The poverty headcount ratio in Pakistan under the international poverty line was 4.9pc of the population in FY19, according to the World Bank. It increased to 5.6pc in FY20 and then declined to 4.7pc and 3.9pc in FY21 and FY22. Lower middle-income poverty rates during these years (FY19 to FY22) were 39.8pc, 42pc, 39.1pc and 36.4pc for the population. Upper middle-income poverty rates stood at 84.5pc, 85.5pc, 84.1pc, and 82.9pc for the population. This means that 3.9pc of Pakistanis in FY22 were living on less than $2.15 per day, 36.4pc on less than $3.65, and 82.9pc on less than $6.85 a day at 2017 prices. These poverty lines were equivalent to $1 a day, $2 a day, and $3 a day at 1985 prices.
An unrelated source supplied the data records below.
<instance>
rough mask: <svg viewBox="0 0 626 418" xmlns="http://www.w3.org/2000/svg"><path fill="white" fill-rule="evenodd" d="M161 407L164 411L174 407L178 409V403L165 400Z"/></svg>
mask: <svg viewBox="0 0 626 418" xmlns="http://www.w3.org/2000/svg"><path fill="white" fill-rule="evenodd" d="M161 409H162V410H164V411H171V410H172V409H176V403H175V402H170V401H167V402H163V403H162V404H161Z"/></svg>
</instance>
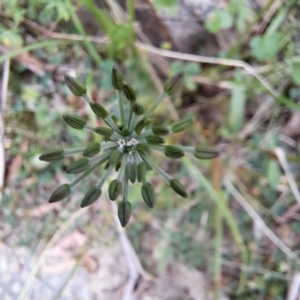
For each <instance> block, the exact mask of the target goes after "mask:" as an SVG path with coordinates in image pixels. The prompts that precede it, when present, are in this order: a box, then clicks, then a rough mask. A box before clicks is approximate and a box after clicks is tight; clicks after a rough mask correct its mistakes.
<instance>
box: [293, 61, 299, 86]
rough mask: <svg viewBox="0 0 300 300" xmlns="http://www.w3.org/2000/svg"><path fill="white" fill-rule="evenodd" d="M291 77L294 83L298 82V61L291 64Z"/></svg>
mask: <svg viewBox="0 0 300 300" xmlns="http://www.w3.org/2000/svg"><path fill="white" fill-rule="evenodd" d="M292 79H293V81H294V83H295V84H297V85H299V84H300V63H297V64H294V65H293V71H292Z"/></svg>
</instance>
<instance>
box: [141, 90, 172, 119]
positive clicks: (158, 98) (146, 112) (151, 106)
mask: <svg viewBox="0 0 300 300" xmlns="http://www.w3.org/2000/svg"><path fill="white" fill-rule="evenodd" d="M166 96H168V94H167V93H165V92H162V93H161V94H160V95H159V96H158V97H157V98H156V100H155V101H154V102H153V104H152V106H151V107H150V108H149V110H148V111H147V112H146V113H145V115H144V120H148V119H149V118H150V116H151V115H152V114H153V112H154V111H155V109H156V108H157V107H158V106H159V104H160V103H161V102H162V101H163V100H164V98H165V97H166Z"/></svg>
Although reducing or eradicating poverty is far more important than measuring poverty, monitoring the poverty situation is also essential for the attainment of poverty goals. The first of the UN’s 17 Sustainable Development Goals is “eradicating extreme poverty for all people everywhere [no poverty] by 2030”. Pakistan’s progress on SDG1 has been steady, despite a setback in FY20 due to Covid-19. The risk to steadiness lies in the current stagflation.
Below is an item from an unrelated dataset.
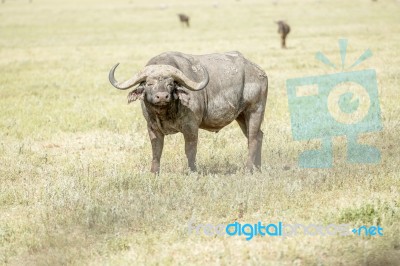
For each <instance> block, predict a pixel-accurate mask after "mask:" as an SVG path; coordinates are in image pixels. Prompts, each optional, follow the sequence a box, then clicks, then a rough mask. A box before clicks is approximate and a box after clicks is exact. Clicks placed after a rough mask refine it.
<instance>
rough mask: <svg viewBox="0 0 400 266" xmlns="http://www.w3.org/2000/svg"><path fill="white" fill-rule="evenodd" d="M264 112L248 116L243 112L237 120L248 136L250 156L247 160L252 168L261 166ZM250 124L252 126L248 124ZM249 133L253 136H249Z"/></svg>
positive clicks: (246, 134) (249, 164) (250, 114)
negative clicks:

What policies are needed to revive a steady decline in poverty? We need policies that can reduce poverty in the short and medium term as well as in the long term. Short-term policies are focused on identifying the poor so that cash can be transferred unconditionally to poor households for meeting immediate essential needs (mainly food). Medium- and long-term policies include conditional cash transfers that empower poor household members to acquire education and vocational skills to become part of the labour force or supplement their income if they are already employed in low-paying jobs. Prudent macroeconomic management is also part of medium-term policies to keep inflation under check and sustain growth and employment.
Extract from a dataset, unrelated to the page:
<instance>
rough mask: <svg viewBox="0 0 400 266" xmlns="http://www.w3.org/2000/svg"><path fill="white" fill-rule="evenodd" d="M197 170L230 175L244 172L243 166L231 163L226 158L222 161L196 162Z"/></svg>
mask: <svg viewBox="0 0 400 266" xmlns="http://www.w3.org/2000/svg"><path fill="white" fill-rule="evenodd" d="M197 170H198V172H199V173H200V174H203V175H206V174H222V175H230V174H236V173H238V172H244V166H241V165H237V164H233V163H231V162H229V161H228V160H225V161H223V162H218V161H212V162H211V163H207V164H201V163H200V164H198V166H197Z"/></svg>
Both government and private sectors contribute towards alleviating poverty. The Benazir Income Support Programme and the Ehsaas Emergency Cash Programme run by the government go a long way in reducing extreme poverty. These are based on unconditional cash transfers to supplement the income of targeted poor households. BISP also implements conditional cash transfers for primary education support for empowering poor households. The Pakistan Poverty Alleviation Fund is also running conditional cash transfer programmes, with a presence in 147 districts countrywide. PPAF “seeks to reduce dependence on social protection, helping families incrementally move from consumption support to asset transfers, to interest-free loans, and to microfinance.”

Private philanthropy in Pakistan also contributes to poverty alleviation significantly. According to the Pakistan Giving Report 2021 prepared by the Pakistan Centre for Philanthropy, eight out of 10 Pakistanis helped the poor or gave charity during the year. An adult on average spent Rs10,000 a year on charitable giving. Despite sizeable charity activities, Pakistan is close to the bottom of world philanthropy with a ranking of 107 out of 119 countries covered in the World Giving Index 2022 prepared by the Charity Aid Foundation UK. According to this index, Indonesia is the most philanthropic country in the world. Researchers on philanthropy should explore why Pakistan is lagging behind other countries in philanthropic endeavours.

Eradication of poverty requires an appropriate mix, including periodic cash transfers to poor households, to address short-term needs and support for enhancing the capabilities of poor households so that they can come out of poverty in the medium to long term.